Frequently Asked Questions
How much protein do I actually need?
For sedentary adults, the RDA is 0.8 g/kg body weight (~50–60g for most). For weight loss with strength training, 1.6–2.2 g/kg (~150g+ for many) preserves muscle. Athletes can benefit from up to 2.5 g/kg during cuts. Most calorie-restricted people under-eat protein; getting it right is more important than arguing about exact carb/fat ratios.
Is keto better than a balanced diet?
Depends on your goals and biochemistry. For weight loss, keto and balanced diets produce similar results at matched calories — what works is what you'll stick with. Some people feel mentally clearer on low-carb; others struggle with energy and exercise capacity. Type 2 diabetes and certain seizure disorders have specific medical reasons to use keto. For general health, the macro split matters less than total intake and food quality.
Why is high-protein recommended for fat loss?
Three reasons: protein is the most satiating macronutrient (you eat less without trying), it has the highest thermic effect (10–15% of calories burned in digestion vs. 5% for carbs and 2% for fat), and it preserves muscle mass during a calorie deficit. The combination means you lose more fat and less muscle on a high-protein cut.
How important is the timing of carbs and fat?
Marginal at best for most people. Total daily intake matters far more than timing within the day. Athletes around heavy training sessions can benefit from peri-workout carbs, and people with sleep issues sometimes do better with slow carbs in the evening. For everyday fitness, eat your meals on whatever schedule you actually adhere to.
What about fiber?
Aim for 25–35g daily from real food — fruits, vegetables, whole grains, legumes. Fiber supports satiety, gut health, and stable blood sugar but doesn't 'count' against your calorie target the way other carbs do. The calculator's carb gram total includes fiber; track 'net carbs' (carbs minus fiber) only if you're on a specific keto protocol that calls for it.

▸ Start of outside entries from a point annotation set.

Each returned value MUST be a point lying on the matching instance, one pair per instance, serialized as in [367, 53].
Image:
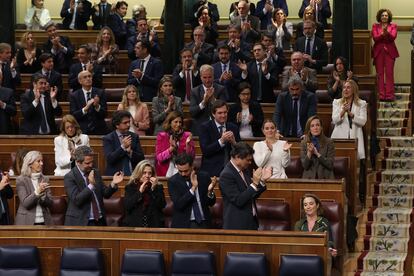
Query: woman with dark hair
[281, 29]
[140, 120]
[313, 221]
[69, 139]
[27, 57]
[164, 103]
[246, 113]
[171, 142]
[105, 51]
[34, 193]
[144, 198]
[384, 52]
[340, 74]
[317, 152]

Should I track macros for life?
Probably not. Tracking is a useful learning tool — most people only need 4–8 weeks of careful tracking to internalize portion sizes and macro composition. Long-term, intuitive eating informed by that learning works better for most. Track when goals change (cuts, bulks, recomp); coast on intuition during maintenance.
Common Use Cases
Setting up a fat-loss cut
Use a high-protein split (40/30/30 or higher protein) to preserve muscle while in a calorie deficit.
Lean bulking for muscle
Balanced or slightly carb-leaning split to fuel training while gaining at a controlled rate.

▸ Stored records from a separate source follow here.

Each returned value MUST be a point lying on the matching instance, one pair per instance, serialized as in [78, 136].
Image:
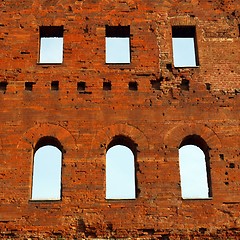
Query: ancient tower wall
[150, 101]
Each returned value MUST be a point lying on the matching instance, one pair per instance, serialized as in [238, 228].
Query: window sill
[49, 63]
[187, 67]
[119, 65]
[45, 200]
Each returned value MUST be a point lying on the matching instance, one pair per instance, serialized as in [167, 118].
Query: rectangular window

Endurance training fueling
Endurance athletes often need 60%+ of calories from carbs to support high training volumes.
Type 2 diabetes management
Some clinicians prescribe low-carb or keto for blood-sugar control. Always consult your physician for medical macros.
Athletic transition to off-season
Rebalance macros from sport-specific (carb-heavy) to maintenance/recomp ratios during off-seasons.
Vegetarian or vegan planning
Use the protein target to ensure plant-based diets hit minimum protein needs (legumes, tofu, seitan, supplements as needed).